They are shooting themselves in the foot by not going with BT2.1.


----------



## shiggy (Dec 19, 1998)

pastajet said:


> MTBR.com Garmin Announces the Edge 810 and 510
> 
> So what does everyone think of these new Edge series GPS computers? It gives them a very Strava and SPOT functionality, and some of the other smartphone and App functionality are interesting.


The added features are cool and I would use some of them, especially the Garmin Connect Mobile...

BUT

...they are useless if they did not improve the satellite lock. A GPS computer needs to be able to find the GPS signals.
All of the 4 (*four*) different Edge 800 units I had were cr## at maintaining a connection, some worse than others. Garmin replaced mine 3 times. Sold the last one and went back to the Edge 305 (bought 2 used units) that work 99.99% of the time.

I also have an Edge 200 I use only on the road. It struggles as much or more than the 800.

My Oregon 450 sort of splits the difference. The 305 still gives a more detailed track. The Oregon is much better than the 200 or 800, but awkward to use as a cycling computer.


----------



## Live2rideUtah (Jan 3, 2012)

So who is going to step up and collaborate with Strava? Seems to me that would be the best of both worlds with the real time being pushed onto strava.


----------



## shiggy (Dec 19, 1998)

NateHawk said:


> Yeah I'm not remotely interested in live tracking. I don't own a smartphone and don't want to own a smartphone.
> 
> I think the addition of bluetooth was a wise choice given the new 4.0 protocol's adoption rate lately.
> 
> ...


I do not really understand the different connection formats and Garmin is not making it easy to find the tech info. Not listed in the specs (at least for the Edge line) on their site.


----------



## pulser (Dec 6, 2004)

Live2rideUtah said:


> So who is going to step up and collaborate with Strava? Seems to me that would be the best of both worlds with the real time being pushed onto strava.


I am actually a little surprised Garmin hasn't tried to buy Strava yet.


----------



## PerthMTB (May 2, 2011)

Anyone know if the screen has been improved for the 810?

Like others above, I'm not into all the smartphone connectivity, so that'd be the only reason I'd pay extra for an 810 over the 800.


----------



## Live2rideUtah (Jan 3, 2012)

Says the screen is exactly the same as the 800 and also they didn't go with the newest Bluetooth from what I have read its not going to be compatible with all the new Bluetooth devices and I don't want to have a smart phone in order to use the features. I would just assume have the strava updating.


----------



## Mr Bacon Jr (Apr 2, 2008)

pulser said:


> I am actually a little surprised Garmin hasn't tried to buy Strava yet.

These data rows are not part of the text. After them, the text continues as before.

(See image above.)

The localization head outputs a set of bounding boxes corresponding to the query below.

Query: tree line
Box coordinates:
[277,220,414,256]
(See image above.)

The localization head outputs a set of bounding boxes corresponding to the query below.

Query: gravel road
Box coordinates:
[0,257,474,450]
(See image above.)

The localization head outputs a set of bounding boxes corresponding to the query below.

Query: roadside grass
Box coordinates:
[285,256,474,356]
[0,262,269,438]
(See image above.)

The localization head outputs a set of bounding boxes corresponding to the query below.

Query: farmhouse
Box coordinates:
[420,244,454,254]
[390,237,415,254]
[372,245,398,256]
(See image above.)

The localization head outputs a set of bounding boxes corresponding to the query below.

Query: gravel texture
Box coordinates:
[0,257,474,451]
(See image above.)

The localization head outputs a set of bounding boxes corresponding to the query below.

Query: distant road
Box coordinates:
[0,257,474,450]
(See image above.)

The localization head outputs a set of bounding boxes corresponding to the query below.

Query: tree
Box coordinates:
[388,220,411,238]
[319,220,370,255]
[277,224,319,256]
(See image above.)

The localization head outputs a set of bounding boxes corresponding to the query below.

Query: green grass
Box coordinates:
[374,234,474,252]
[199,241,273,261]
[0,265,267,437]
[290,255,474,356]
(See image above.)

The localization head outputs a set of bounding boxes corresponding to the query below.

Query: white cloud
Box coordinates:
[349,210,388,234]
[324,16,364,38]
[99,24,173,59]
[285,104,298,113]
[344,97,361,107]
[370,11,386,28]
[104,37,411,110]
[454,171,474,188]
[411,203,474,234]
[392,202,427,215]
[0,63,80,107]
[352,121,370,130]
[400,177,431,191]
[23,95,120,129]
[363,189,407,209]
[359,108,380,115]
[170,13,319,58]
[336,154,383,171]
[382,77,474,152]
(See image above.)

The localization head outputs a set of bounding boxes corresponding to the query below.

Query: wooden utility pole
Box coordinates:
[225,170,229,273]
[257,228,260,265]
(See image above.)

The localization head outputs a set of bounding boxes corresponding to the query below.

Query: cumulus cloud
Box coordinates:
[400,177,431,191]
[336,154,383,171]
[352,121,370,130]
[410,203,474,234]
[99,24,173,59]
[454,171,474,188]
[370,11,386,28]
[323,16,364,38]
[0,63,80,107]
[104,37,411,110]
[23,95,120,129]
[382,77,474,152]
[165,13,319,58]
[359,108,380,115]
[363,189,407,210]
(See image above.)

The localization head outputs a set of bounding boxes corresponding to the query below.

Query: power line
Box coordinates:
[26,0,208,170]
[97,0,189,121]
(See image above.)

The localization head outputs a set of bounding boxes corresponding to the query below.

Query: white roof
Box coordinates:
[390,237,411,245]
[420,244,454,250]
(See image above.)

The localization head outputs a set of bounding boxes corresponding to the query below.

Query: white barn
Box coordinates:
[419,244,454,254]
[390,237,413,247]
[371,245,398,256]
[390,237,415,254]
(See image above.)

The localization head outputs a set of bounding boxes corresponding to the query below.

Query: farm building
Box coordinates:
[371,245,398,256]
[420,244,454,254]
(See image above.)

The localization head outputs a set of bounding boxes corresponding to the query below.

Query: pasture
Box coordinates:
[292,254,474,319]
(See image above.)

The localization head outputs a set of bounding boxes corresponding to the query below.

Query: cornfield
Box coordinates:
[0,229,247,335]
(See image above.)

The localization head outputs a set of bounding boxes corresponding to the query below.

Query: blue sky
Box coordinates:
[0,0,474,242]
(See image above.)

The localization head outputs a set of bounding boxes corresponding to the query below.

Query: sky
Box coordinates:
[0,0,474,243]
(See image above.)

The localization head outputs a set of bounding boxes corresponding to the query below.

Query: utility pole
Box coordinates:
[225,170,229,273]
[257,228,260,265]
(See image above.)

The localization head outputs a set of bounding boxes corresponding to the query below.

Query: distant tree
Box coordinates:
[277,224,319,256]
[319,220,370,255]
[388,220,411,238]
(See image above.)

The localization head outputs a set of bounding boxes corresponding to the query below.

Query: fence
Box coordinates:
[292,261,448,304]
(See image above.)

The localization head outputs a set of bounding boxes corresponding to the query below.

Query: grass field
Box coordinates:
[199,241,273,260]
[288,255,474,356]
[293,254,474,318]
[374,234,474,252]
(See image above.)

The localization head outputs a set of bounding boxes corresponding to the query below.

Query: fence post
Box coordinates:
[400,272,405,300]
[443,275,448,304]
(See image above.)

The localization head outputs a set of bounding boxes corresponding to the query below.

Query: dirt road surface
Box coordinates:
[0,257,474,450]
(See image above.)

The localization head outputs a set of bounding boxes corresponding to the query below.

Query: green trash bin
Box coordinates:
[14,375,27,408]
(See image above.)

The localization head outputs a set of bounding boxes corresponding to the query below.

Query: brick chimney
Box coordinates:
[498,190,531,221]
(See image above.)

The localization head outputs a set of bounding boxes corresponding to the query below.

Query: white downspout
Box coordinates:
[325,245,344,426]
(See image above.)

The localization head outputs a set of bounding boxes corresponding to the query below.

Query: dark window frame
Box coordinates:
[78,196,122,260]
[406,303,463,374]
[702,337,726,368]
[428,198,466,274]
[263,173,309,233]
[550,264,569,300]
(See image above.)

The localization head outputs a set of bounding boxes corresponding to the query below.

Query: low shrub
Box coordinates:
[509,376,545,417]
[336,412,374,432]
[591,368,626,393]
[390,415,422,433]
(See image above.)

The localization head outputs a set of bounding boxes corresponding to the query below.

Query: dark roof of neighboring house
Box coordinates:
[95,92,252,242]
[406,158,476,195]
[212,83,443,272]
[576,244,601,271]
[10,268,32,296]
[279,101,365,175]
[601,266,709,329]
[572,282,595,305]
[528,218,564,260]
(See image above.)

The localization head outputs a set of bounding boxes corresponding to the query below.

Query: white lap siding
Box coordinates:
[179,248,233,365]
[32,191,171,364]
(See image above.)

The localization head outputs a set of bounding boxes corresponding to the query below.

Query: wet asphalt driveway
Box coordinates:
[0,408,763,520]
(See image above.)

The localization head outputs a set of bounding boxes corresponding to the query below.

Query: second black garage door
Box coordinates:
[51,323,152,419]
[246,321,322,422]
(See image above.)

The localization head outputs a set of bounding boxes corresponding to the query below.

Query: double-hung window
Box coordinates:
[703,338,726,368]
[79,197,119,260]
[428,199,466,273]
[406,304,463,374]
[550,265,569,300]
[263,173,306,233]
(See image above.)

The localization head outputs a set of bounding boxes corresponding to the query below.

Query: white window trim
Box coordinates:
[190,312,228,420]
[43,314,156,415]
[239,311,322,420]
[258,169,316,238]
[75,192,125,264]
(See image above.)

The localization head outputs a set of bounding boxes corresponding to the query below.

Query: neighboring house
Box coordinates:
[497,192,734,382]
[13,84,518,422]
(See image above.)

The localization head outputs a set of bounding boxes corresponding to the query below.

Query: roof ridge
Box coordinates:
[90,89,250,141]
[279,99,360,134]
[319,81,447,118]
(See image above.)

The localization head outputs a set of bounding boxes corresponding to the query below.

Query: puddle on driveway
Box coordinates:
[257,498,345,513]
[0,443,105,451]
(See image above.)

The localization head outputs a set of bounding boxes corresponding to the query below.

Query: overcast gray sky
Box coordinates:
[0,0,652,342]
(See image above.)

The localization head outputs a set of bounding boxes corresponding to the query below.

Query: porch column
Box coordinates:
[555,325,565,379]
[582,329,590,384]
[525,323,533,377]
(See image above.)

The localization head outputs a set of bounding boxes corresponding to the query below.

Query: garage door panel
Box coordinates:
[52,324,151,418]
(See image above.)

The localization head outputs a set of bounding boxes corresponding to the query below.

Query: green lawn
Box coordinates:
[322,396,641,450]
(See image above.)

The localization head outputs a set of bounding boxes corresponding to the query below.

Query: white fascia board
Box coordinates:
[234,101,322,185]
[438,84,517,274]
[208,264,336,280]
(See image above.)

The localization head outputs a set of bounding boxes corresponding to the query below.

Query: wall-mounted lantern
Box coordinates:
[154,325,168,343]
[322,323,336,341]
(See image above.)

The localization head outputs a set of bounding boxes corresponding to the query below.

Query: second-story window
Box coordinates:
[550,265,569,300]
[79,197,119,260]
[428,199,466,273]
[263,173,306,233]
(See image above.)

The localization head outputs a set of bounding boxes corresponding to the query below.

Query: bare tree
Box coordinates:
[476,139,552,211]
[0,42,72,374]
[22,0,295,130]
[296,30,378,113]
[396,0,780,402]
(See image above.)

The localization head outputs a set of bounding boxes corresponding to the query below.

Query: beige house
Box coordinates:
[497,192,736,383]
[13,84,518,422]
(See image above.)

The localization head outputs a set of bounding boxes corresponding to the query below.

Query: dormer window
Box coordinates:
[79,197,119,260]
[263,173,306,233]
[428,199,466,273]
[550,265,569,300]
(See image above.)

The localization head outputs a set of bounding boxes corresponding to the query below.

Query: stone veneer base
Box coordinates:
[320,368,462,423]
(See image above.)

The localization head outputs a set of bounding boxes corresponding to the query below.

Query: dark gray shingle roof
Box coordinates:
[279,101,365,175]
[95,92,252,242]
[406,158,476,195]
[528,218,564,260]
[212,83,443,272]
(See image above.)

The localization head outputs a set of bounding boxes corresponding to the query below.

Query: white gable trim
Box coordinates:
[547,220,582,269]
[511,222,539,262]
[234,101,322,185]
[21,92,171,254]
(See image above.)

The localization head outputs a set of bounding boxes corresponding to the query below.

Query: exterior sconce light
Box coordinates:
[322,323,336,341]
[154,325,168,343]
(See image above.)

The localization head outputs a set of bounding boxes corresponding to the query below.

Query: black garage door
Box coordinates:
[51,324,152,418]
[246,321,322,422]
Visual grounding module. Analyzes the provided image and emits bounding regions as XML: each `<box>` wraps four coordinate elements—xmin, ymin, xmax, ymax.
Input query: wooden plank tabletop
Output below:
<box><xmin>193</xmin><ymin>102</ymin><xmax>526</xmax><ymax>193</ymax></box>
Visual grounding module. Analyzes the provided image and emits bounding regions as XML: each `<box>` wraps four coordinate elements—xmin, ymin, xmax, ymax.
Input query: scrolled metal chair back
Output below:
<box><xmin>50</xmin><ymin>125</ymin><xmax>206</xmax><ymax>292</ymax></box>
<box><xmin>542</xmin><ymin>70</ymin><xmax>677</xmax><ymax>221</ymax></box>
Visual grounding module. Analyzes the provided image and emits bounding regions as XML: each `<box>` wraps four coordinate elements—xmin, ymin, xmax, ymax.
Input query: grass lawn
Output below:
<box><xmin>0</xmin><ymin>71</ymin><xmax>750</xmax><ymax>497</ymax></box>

This. Also gotta think Strava will tie the new Garmins into their existing Smartphone Apps for live updating.


----------



## ghettocruiser (Jun 21, 2008)

Can you use the 800's mapping feature show the realtime location of a friend who is out riding? 

It doesn't sound like it.

Otherwise, I don't really see any additional useful functionality that I don't have already using the old 500 and my phone. I've never had GPS accuracy or phone battery-life issues.


----------



## ArmySlowRdr (Dec 19, 2003)

I went from 305 to 800 and have had even less problems with the 800... as in zero problems. Dont see the need to get the next model.


----------



## Mr Bacon Jr (Apr 2, 2008)

Best use of live tracking- hung over from Friday night, you can arrive late tot he ride and still catch up with your riding buddies.

Or so you never have to wait for the chronically late members of your Saturday ride again.


----------



## Jani T. (Jul 27, 2006)

Any rumors is there new Edge announces in 2014?


----------



## pagey (Sep 26, 2006)

Any rumours that Garmin might just fix the 810 in 2014?


----------



## Trailfinder (Oct 25, 2006)

Mr Bacon Jr said:


> This. Also gotta think Strava will tie the new Garmins into their existing Smartphone Apps for live updating.


I asked Strava about live tracking a couple months ago and they said not in the works. Seems like a simple add on. Maybe for Premium members only.


----------



## Tystevens (Nov 2, 2011)

Or it could be a lack of willingness to cooperate between Strava and Garmin. It seems that Garmin is trying to compete with Strava in some regards with their connect website. Although I think most of us prefer Strava at this point. I just upload to Garmin over bluetooth every ride (I have a 510), and then manually upload to Strava when I plug in to recharge every few days. Not a big deal, I suppose.


----------